Gut Check dropped in on the restaurant's soft open, which was pretty well attended; proceeds from the night benefited Discovering Options' IronKids program. The idea behind Home Wine Kitchen is a simple one: After moving to St. Louis, Vires and Renbarger regularly invited friends over for dinner at their home, and the pair wanted to translate that feeling into a restaurant. "We want the restaurant to feel like you're eating dinner at our house," Renbarger says.

With a mission to serve elevated comfort food, the restaurant strikes a nice balance between casual and sophisticated; we sat on simple stools at a butcher paper-covered high-top table and stared at a wine list a mile long. (A member of Home's staff later joked that we could lean on the wall if balancing on the stools after drinking wine proved too difficult.)

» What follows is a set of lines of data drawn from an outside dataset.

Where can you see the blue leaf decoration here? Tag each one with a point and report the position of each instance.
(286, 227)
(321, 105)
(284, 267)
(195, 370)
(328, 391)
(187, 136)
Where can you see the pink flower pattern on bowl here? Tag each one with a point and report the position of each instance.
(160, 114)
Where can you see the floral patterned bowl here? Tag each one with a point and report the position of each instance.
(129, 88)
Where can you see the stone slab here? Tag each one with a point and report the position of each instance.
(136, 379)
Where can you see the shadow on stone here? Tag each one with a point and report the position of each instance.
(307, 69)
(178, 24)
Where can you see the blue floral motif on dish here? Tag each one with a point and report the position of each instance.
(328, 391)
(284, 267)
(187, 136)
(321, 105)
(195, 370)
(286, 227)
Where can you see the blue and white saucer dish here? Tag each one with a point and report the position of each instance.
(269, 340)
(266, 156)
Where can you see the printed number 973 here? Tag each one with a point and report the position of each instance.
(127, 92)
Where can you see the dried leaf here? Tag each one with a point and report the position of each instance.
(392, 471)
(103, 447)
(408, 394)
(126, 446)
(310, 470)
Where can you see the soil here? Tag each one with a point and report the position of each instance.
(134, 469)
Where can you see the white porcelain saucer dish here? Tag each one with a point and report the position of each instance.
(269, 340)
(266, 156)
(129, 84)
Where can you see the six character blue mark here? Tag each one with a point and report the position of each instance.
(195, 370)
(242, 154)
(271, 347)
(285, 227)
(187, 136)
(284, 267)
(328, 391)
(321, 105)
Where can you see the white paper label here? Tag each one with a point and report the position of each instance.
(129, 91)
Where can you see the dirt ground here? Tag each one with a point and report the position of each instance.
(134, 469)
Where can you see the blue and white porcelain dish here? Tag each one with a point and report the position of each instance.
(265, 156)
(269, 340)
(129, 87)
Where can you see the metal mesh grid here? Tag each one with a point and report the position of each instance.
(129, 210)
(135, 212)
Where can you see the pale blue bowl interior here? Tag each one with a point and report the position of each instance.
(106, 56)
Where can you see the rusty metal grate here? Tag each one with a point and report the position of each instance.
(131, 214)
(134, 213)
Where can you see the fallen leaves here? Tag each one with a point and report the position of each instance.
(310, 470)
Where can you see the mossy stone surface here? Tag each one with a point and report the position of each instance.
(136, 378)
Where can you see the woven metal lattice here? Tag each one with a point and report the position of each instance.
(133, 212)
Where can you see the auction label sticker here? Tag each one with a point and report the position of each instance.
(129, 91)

Risotto made with tomato confit. - Amanda Woytus
Amanda Woytus
Risotto made with tomato confit.

Home Wine Kitchen's décor is understated and neutral: dark-colored walls, track lighting, tan curtains hanging on the big front window. The cheese and charcuterie menu is splashed on the wall, but minimalism is definitely the restaurant's look, which puts the focus on the food and wine.

And, oh, the wine list! Gone are the days of choosing a vino based on price. Wines are $8 a glass, and dropping $30 will buy you the bottle, so you can pick something based on taste and not the constraints of your wallet. People tend to choose the middle-priced wine so they don't look cheap or pretentious in front of others, says Renbarger. "People are nervous to try new things, especially to spend money," he says. "But wine is as much a part of the meal as your starts, your meat, your vegetables." The line pricing was designed so Home's staff could help guests select the best wine for their meal, stress-free. The beer selection is also reasonably priced and helpfully divided into light-, medium- and full-bodied styles.

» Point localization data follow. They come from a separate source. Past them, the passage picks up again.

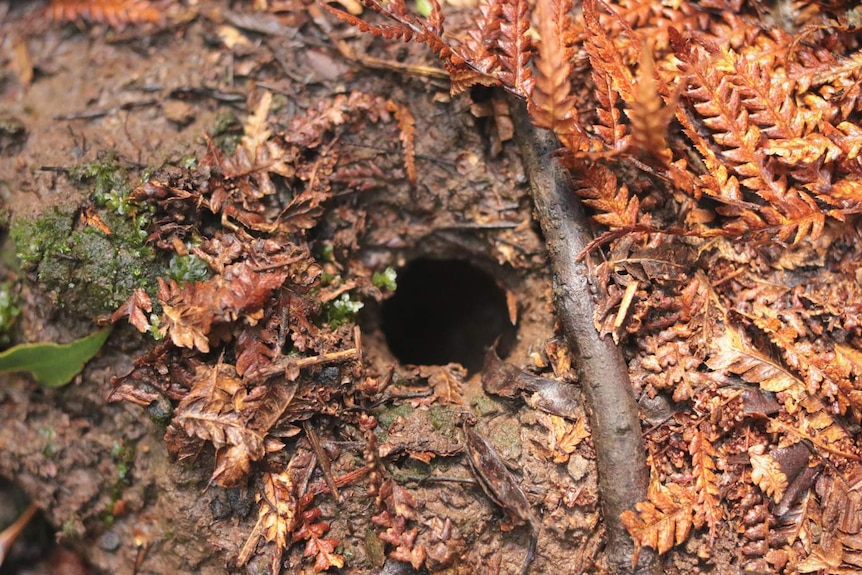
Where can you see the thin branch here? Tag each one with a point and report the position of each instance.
(602, 370)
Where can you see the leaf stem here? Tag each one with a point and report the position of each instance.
(602, 370)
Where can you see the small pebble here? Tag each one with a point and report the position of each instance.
(109, 541)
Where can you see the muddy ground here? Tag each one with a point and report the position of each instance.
(147, 94)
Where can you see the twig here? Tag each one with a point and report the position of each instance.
(322, 458)
(602, 371)
(11, 533)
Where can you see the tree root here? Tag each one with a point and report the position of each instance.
(602, 371)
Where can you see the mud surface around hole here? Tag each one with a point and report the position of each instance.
(149, 94)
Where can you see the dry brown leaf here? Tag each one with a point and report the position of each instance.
(766, 473)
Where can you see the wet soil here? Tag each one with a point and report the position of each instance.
(148, 94)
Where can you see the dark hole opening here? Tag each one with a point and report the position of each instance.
(446, 311)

The small five-dish entrée portion of the menu, which will change weekly based on what looks good at the market and what Vires is excited to cook that week, ranges from $17 to $24 and includes fare such as sea scallops, pork tenderloin and risotto with Parmesan, basil, pine nuts and tomato confit that our vegetarian table split. With a salad and a side of red potatoes cooked with rosemary, lemon and garlic, it was more than enough to fill the two of us.

Salad with red grapes and goat cheese. - Amanda Woytus
Amanda Woytus
Salad with red grapes and goat cheese.

Starters include a soup of the day (pea consommé), various salads, steamed clams and a dish disguised with the moniker "milk and cookies," which turned out to be Parmesan discs with soured goat's milk. Home Wine Kitchen's sides, such as asparagus, braised beets and red potatoes are meant to be shared family-style, a strategy that works well if you're looking for something small to enjoy with your drink. We had to skip dessert, but scanning the menu revealed a red wine caramel, chocolate cake and panna cotta made with rhubarb, if you wanted to indulge after dinner.